The Evernote and the Evernet

It's when something just comes together, that intuitively makes sense with a Web application that you sigh, wish you'd thought of it and sign up for it right away, that thrills me with the Web. But what is really interesting is when it can find sustainability. There are a number of Web apps that get introduced, are seen as cool, people email them around, blog or now "tweet" and thousands sign-up. Great. Eyes for ads or VC money. Three months later, they've faded, the VC money is gone and the creator is struggling to monetize the sight.

Many, including myself, dumped on Twitters parade for a long time. Even though we signed up and used it here and there. Then we started to use it more...now I Tweet a few times a day. Although I get enough to deal with via my BlackBerry I've no interest in txting to Twitter. I say that now...
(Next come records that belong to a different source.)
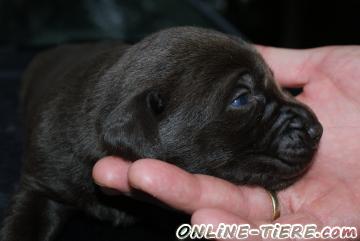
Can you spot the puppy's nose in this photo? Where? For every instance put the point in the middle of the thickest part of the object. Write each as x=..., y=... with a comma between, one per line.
x=315, y=132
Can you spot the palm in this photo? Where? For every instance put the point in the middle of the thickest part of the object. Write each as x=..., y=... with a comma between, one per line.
x=331, y=188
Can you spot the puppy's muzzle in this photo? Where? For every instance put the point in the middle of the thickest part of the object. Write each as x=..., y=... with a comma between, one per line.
x=298, y=135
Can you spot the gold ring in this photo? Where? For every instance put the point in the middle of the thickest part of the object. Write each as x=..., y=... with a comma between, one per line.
x=275, y=205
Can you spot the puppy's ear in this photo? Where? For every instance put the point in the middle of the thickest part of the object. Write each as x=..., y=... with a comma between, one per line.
x=131, y=129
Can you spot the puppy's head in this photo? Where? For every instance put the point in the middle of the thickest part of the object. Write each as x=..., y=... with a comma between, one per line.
x=208, y=103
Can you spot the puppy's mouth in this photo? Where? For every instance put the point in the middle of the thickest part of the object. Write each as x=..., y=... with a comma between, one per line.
x=294, y=141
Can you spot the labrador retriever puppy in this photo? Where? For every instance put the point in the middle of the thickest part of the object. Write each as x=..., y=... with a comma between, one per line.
x=202, y=100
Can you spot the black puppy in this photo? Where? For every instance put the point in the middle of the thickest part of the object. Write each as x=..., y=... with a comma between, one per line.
x=199, y=99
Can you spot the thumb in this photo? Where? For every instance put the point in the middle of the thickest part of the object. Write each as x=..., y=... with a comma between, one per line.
x=291, y=67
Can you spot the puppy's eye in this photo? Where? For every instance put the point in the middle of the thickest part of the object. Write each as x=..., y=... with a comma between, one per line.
x=240, y=100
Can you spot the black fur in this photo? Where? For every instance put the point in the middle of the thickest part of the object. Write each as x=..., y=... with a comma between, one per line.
x=167, y=97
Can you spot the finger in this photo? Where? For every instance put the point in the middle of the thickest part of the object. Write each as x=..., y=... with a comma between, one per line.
x=188, y=192
x=111, y=172
x=292, y=68
x=217, y=217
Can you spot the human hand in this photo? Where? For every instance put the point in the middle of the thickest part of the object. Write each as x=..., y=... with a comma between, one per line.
x=329, y=194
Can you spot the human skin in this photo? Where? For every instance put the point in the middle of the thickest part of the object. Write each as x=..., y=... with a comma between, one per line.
x=329, y=194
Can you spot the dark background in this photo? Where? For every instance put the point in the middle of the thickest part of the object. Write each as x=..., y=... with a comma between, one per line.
x=29, y=26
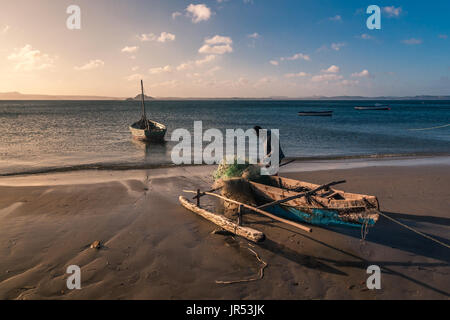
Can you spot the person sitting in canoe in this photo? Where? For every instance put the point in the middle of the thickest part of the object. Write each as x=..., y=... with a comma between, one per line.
x=268, y=153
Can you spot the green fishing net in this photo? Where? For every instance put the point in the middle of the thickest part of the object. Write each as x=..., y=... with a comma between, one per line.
x=235, y=170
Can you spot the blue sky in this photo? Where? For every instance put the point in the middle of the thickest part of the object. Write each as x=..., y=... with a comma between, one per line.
x=226, y=48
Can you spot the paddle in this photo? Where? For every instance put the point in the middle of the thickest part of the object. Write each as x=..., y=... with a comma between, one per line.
x=301, y=195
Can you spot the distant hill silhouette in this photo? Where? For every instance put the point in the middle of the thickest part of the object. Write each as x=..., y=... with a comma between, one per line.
x=139, y=98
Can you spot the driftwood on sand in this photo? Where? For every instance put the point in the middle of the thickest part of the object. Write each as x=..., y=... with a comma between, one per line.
x=267, y=214
x=223, y=222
But this isn't about Twitter, this is about a kind of "mash-up-come-stickie-note" application called Evernote. There've been lots of social bookmarking sites and then there are "reminder" applications, and file search applications like Quicksilver (granted it's not a Web app really) and then there have been clipping apps. Evernote brings the whole thing all together. Seamlessly. Integrating the vital elements of the knowledge workers world; laptop/dekstop, mobile device with camera app, browser. They've looked at a macro-level of the applications, devices and uses of the people on the Web, and understand the "extended web."

So the first thing I wonder is "how do they make the money?" Cool and useful apps are great, but if they can't be monetized for a profit then they're just charity applications. Rather useless for development unless you open source the code. Right now, Evernote is in Beta - good move for this product and following an approach that works; get it out in Beta, measure uptake and understand load factors, usability issues and other glitches. Then develop to refine on the back-end while raising money. An excellent strategy that saves on development cost budgets as well and gets good PR.

But just hanging around the Evernote site and watching the ubiquitous "how to" video done in YouTube player, I decided "I would buy this", without knowing a price. I jabbered with a couple of colleagues and yes, they would as well. I think they could easily charge $50 or a small subscription fee for just the Web based version. In fact, there are several models. It is a scalable architecture (so it would seem) and it blends critical user activities into one spot. Brilliant. If Twitter was the app of 2007, then Evernote should be the app of 2008. Hands down. Looking forward to the formal release...but then Google's been in beta for years and it's just fine.

A final thought - this Evernote, it is yet another example of the Evernet.